Dies ist ein Szenario, das beispielsweise der Region Circuito das Águas im Bundesstaat Minas Gerais in Brasilien, der weltweit vielleicht vielfältigsten Region für Mineralwasserquellen, droht. Mehr oder weniger gleich weit entfernt von den drei größten brasilianischen Städten ‒ São Paulo, Rio de Janeiro und Belo Horizonte ‒ sind die Gewässer dieser Region von Privatunternehmen begehrt, die leichte und exorbitante Profite durch den Verkauf von Wasser an diese durstigen Großstädte vorhersagen. Nestlé besitzt bereits den Wasserpark der Gemeinde São Lourenço und hat das Recht, das Wasser aus ihren Quellen zu erforschen und zu vermarkten. Die Nachbarstädte Caxambu, Cambuquira und Lambari ‒ neben anderen kleineren Gemeinden ‒ bewahren ihre Gewässer noch immer als öffentliches Gut. Es gibt eine starke lokale Bewegung gegen die Privatisierung des Wassers und der Kampf, der dort stattfindet, muss die Unterstützung und den Respekt aller erhalten, denn es ist eine Region mit einzigartigen Qualitäten. Im Strudel der kapitalistischen Exploration verschwindet die Einzigartigkeit jeder Mineralwasserquelle, ihre therapeutischen Anwendungen, ihre Bedeutung für das lokale Ökosystem, ihr kultureller, historischer Wert usw. und es bleibt lediglich Wasser im Sinne von Ware übrig.

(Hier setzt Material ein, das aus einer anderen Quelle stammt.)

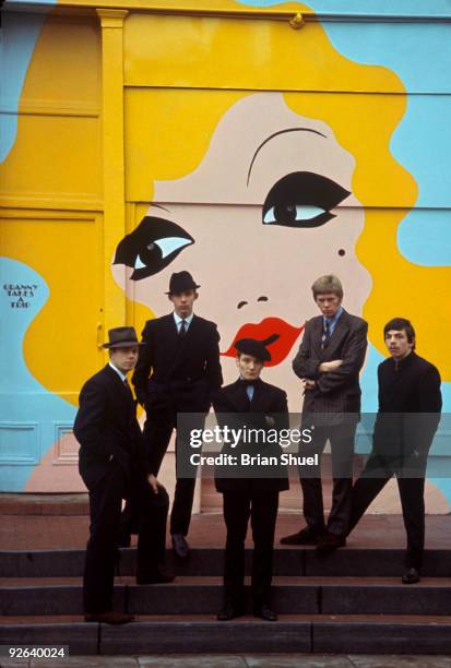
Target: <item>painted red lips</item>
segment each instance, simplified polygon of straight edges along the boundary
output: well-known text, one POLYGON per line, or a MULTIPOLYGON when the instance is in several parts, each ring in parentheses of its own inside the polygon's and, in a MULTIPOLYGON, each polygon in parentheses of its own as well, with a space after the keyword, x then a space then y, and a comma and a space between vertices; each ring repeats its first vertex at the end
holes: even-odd
POLYGON ((294 327, 293 325, 281 320, 281 318, 265 318, 259 324, 246 323, 242 325, 232 342, 230 347, 222 355, 226 357, 235 357, 237 351, 235 348, 235 342, 240 338, 257 338, 258 341, 264 341, 270 336, 276 334, 277 338, 268 346, 271 353, 271 361, 266 362, 266 367, 275 367, 280 365, 293 348, 296 339, 300 336, 305 325, 300 327, 294 327))

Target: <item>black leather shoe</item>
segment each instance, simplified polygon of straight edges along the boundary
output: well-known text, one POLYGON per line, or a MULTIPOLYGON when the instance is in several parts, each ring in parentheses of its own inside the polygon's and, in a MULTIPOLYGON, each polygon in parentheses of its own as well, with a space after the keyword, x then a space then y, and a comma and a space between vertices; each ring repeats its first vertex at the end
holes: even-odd
POLYGON ((340 536, 339 534, 324 534, 317 544, 317 551, 321 554, 333 552, 339 547, 346 546, 346 536, 340 536))
POLYGON ((277 621, 276 613, 266 605, 253 608, 253 617, 259 617, 260 619, 264 619, 264 621, 277 621))
POLYGON ((403 584, 416 584, 419 582, 419 571, 418 569, 411 568, 406 569, 402 576, 403 584))
POLYGON ((188 559, 191 550, 183 534, 173 534, 173 550, 179 559, 188 559))
POLYGON ((175 578, 175 575, 167 573, 162 568, 158 568, 155 571, 150 571, 149 573, 143 573, 141 571, 138 571, 137 573, 137 584, 167 584, 168 582, 173 582, 175 578))
POLYGON ((217 621, 229 621, 237 617, 241 617, 241 610, 233 606, 232 603, 224 604, 224 607, 221 608, 219 612, 216 615, 217 621))
POLYGON ((322 533, 312 532, 309 526, 305 526, 300 532, 284 536, 281 538, 282 545, 317 545, 321 538, 322 533))
POLYGON ((119 547, 130 547, 131 545, 131 534, 123 533, 119 536, 119 547))

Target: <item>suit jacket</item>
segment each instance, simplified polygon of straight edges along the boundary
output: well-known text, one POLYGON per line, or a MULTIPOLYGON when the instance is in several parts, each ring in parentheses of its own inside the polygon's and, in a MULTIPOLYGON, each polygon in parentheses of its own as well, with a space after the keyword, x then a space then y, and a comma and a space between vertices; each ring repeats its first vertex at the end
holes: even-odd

Der selbsternannte World Water Council (Weltwasserrat), der die großen privaten Wasser- und Sanitärunternehmen sowie staatliche Einrichtungen mit der 2030 Water Resources Group ‒ einer Initiative von Nestlé, Coca-Cola und Pepsi ‒ zusammenbringt, ist der Zusammenschluss der starken internationalen Lobbyisten, die bereit sind, ihre Lösungen für Probleme im Zusammenhang mit Wasser anhand von Privatisierung und marktwirtschaftlichen Aspekten aufzuzwingen. Sie werden im kommenden März in Brasilien, in der Hauptstadt Brasilia, anlässlich des Weltwasserforums anwesend sein. Der geschäftsführende Direktor des Forums, Ricardo Andrade, der auch Geschäftsführer der Agência Nacional de Águas (Nationale Wasserbehörde) ist, gab kürzlich ein Interview, in dem er, genau wie die Behörden von Kapstadt, auf die Notwendigkeit der Verantwortung einzelner Verbraucher aufmerksam macht.

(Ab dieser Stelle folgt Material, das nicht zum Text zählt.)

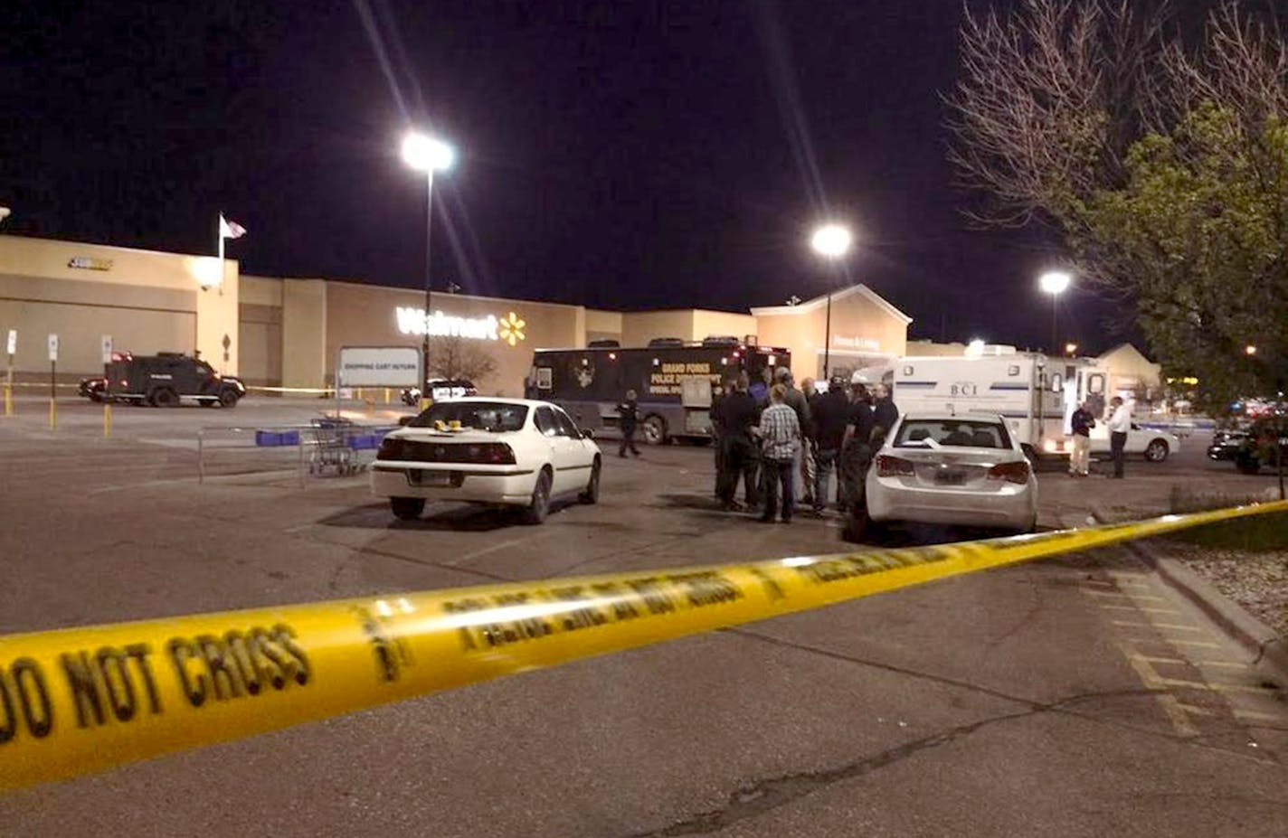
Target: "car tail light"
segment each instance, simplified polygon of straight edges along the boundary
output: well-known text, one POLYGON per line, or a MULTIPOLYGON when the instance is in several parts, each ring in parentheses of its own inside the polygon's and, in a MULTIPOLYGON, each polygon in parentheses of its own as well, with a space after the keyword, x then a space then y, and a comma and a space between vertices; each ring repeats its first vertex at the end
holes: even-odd
POLYGON ((514 449, 505 443, 480 443, 466 445, 466 454, 470 462, 482 462, 489 466, 513 466, 514 449))
POLYGON ((376 452, 376 460, 402 460, 404 448, 403 440, 398 436, 385 436, 380 440, 380 451, 376 452))
POLYGON ((878 478, 911 478, 917 471, 912 465, 911 460, 904 460, 903 457, 893 457, 890 454, 877 456, 877 476, 878 478))
POLYGON ((1029 481, 1029 463, 1027 462, 999 462, 988 470, 989 480, 1006 480, 1007 483, 1025 484, 1029 481))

Es fällt in diesem Interview aber weder ein Wort über die Verantwortung des privaten Sektors für die Ursachen der Probleme, denen wir gegenüberstehen, noch über die Notwendigkeit, das Wirtschaftssystem selbst zu ändern, wenn wir die drängenden Probleme im Zusammenhang mit Wasser in der Welt angehen wollen. Allein in Brasilien haben laut einer 2016 veröffentlichten Studie die Konflikte um Wasser innerhalb von fünf Jahren um 150 Prozent zugenommen.
Auf der ganzen Welt nehmen diese Konflikte zu und werden immer gewalttätiger. Laut dem World Resources Institute werden im Jahr 2025 rund 3,5 Milliarden Menschen unter Wasserknappheit leiden.

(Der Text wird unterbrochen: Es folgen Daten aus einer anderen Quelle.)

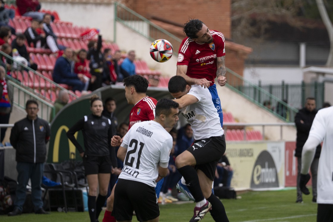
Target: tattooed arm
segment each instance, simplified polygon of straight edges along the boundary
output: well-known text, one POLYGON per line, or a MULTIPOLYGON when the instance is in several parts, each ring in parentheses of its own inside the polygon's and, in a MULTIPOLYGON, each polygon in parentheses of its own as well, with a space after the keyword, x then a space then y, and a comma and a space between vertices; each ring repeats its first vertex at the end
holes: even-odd
POLYGON ((221 86, 225 85, 227 82, 227 79, 225 78, 225 66, 224 65, 225 56, 218 57, 216 59, 217 70, 216 71, 216 76, 217 78, 217 83, 221 86))

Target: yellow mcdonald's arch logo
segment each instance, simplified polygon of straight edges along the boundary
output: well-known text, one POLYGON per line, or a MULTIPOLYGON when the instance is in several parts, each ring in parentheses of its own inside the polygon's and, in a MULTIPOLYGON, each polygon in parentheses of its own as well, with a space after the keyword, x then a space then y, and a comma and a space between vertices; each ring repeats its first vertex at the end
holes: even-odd
MULTIPOLYGON (((61 132, 63 130, 64 130, 67 132, 69 128, 64 125, 63 125, 59 127, 58 131, 57 131, 57 134, 56 134, 56 137, 54 138, 54 143, 53 144, 53 162, 59 162, 59 146, 60 143, 60 136, 61 135, 61 132)), ((74 136, 76 139, 78 137, 78 132, 74 134, 74 136)), ((75 146, 73 144, 71 140, 68 139, 68 145, 69 146, 69 156, 70 158, 71 157, 71 153, 75 153, 76 148, 75 146)))

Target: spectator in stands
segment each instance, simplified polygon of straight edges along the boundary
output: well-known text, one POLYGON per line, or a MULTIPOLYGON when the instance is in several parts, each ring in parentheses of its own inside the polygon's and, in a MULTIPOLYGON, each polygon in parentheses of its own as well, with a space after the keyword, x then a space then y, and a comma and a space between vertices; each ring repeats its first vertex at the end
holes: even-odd
MULTIPOLYGON (((282 100, 282 101, 286 104, 288 103, 288 101, 286 99, 282 100)), ((289 120, 289 111, 287 106, 282 104, 282 103, 277 102, 276 104, 276 113, 287 120, 289 120)))
MULTIPOLYGON (((299 178, 300 176, 301 169, 302 168, 302 151, 306 140, 309 137, 310 129, 312 122, 318 111, 316 109, 316 100, 313 97, 308 97, 305 100, 305 107, 300 110, 295 116, 295 123, 297 129, 297 137, 296 139, 296 148, 295 156, 297 157, 297 198, 296 203, 302 203, 302 192, 300 188, 299 178)), ((319 157, 321 151, 321 146, 318 145, 316 150, 316 153, 311 163, 311 174, 312 174, 312 202, 317 202, 317 173, 319 157)))
POLYGON ((2 26, 0 28, 0 46, 8 43, 12 33, 8 27, 2 26))
POLYGON ((21 15, 42 20, 44 14, 38 12, 41 5, 38 0, 16 0, 17 9, 21 15))
MULTIPOLYGON (((115 127, 118 126, 118 119, 115 115, 115 111, 117 108, 116 101, 112 97, 108 97, 104 101, 104 108, 102 114, 111 120, 112 125, 115 127)), ((115 129, 115 131, 116 130, 115 129)))
POLYGON ((124 78, 135 75, 135 65, 133 63, 135 59, 135 52, 130 50, 127 57, 124 59, 120 65, 120 70, 124 78))
POLYGON ((112 62, 113 66, 115 67, 115 72, 117 75, 117 82, 122 82, 124 79, 124 76, 120 71, 120 66, 118 64, 121 58, 122 54, 120 50, 117 50, 115 52, 112 57, 112 62))
POLYGON ((38 66, 30 59, 29 54, 27 51, 27 48, 24 45, 26 39, 25 36, 22 33, 18 33, 16 35, 16 38, 12 42, 12 48, 13 50, 16 49, 20 56, 27 60, 28 61, 28 66, 34 70, 37 70, 38 66))
POLYGON ((148 77, 148 81, 149 82, 149 86, 157 87, 160 83, 160 78, 158 76, 150 75, 148 77))
POLYGON ((225 153, 217 163, 214 179, 214 187, 220 186, 220 184, 222 184, 223 186, 230 187, 233 175, 232 168, 225 153))
POLYGON ((54 102, 53 106, 54 106, 55 112, 53 115, 53 112, 51 111, 50 116, 50 122, 51 122, 53 119, 53 118, 57 115, 61 109, 64 108, 68 103, 69 100, 69 95, 67 91, 65 90, 60 90, 58 94, 58 98, 54 102))
POLYGON ((112 52, 110 49, 104 50, 104 67, 103 72, 102 85, 103 86, 114 84, 117 80, 117 74, 112 61, 112 52))
POLYGON ((271 106, 270 101, 269 100, 265 100, 264 101, 262 105, 269 110, 272 110, 272 107, 271 106))
MULTIPOLYGON (((10 55, 12 53, 12 47, 8 43, 5 43, 1 46, 1 51, 7 55, 10 55)), ((7 74, 9 75, 10 71, 12 70, 13 60, 1 54, 0 55, 0 61, 1 65, 6 69, 7 74)))
MULTIPOLYGON (((32 43, 35 48, 48 48, 52 53, 57 52, 59 51, 59 49, 53 37, 47 36, 45 33, 40 34, 37 31, 41 24, 41 22, 33 19, 31 21, 31 26, 24 32, 28 44, 30 46, 32 43)), ((40 30, 41 31, 42 29, 40 30)))
POLYGON ((66 48, 64 54, 58 58, 53 70, 53 80, 57 83, 67 84, 71 86, 72 90, 82 91, 86 85, 84 75, 74 72, 74 62, 72 61, 73 50, 66 48))
POLYGON ((88 44, 88 55, 87 58, 90 60, 89 67, 92 75, 96 77, 96 79, 90 84, 89 90, 94 91, 102 86, 103 71, 104 66, 104 56, 101 52, 102 36, 98 36, 97 42, 90 41, 88 44))
MULTIPOLYGON (((9 117, 13 108, 14 89, 13 86, 8 84, 6 77, 6 70, 3 67, 0 66, 0 124, 8 124, 9 122, 9 117)), ((2 142, 5 138, 6 127, 1 128, 0 142, 2 142)))
POLYGON ((45 13, 44 15, 43 19, 43 28, 46 36, 51 36, 54 39, 54 41, 57 44, 58 48, 59 50, 63 50, 66 48, 61 45, 59 45, 57 42, 57 39, 58 37, 53 32, 53 30, 51 27, 51 22, 52 18, 51 15, 48 13, 45 13))
POLYGON ((179 129, 177 138, 178 150, 176 150, 176 156, 190 146, 194 141, 193 130, 189 123, 186 123, 184 126, 179 129))
POLYGON ((15 35, 15 29, 8 24, 9 21, 8 11, 5 8, 5 3, 3 0, 0 0, 0 27, 6 26, 10 28, 11 33, 15 35))
POLYGON ((329 107, 331 106, 331 104, 328 102, 325 102, 323 104, 322 107, 321 109, 324 109, 324 108, 327 108, 327 107, 329 107))
POLYGON ((87 51, 82 49, 80 50, 75 57, 75 63, 74 65, 74 72, 75 73, 82 73, 84 75, 86 80, 86 86, 84 90, 87 90, 90 84, 92 84, 96 79, 96 77, 92 76, 87 67, 89 67, 89 62, 87 59, 87 51))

Das Chaos und mögliche gewalttätige Konflikte innerhalb Kapstadts aufgrund der sich täglich verschlechternden Wasserversorgung besorgt die Behörden der Stadt in der aktuellen Situation sehr. Sie sehen die Verstärkung der Polizei oder gar die Entsendung von Streitkräften als mögliche Maßnahmen zur Beruhigung der Bevölkerung. Maßnahmen wie diese können jedoch leicht dazu dienen, antidemokratische Entscheidungen zu treffen, die zwar den Markt, aber nicht die Gesellschaft und das Gemeinwohl begünstigen. In der Tat ist es Teil der neoliberalen strategischen Planung, sich auf das durch Wasserkrisen oder andere extreme Ereignisse im Zusammenhang mit der Erderwärmung verursachte Chaos zu verlassen, um die eigene Politik durchzusetzen. Vom großen Kapital manipuliert, kann der Klimawandel ein mächtiges Werkzeug sein, die Rechte und Errungenschaften der Demokratie umzukehren, wie auch die Zerstörung des Gemeinwohls und die Privatisierung des öffentlichen Wohlstands zuzulassen.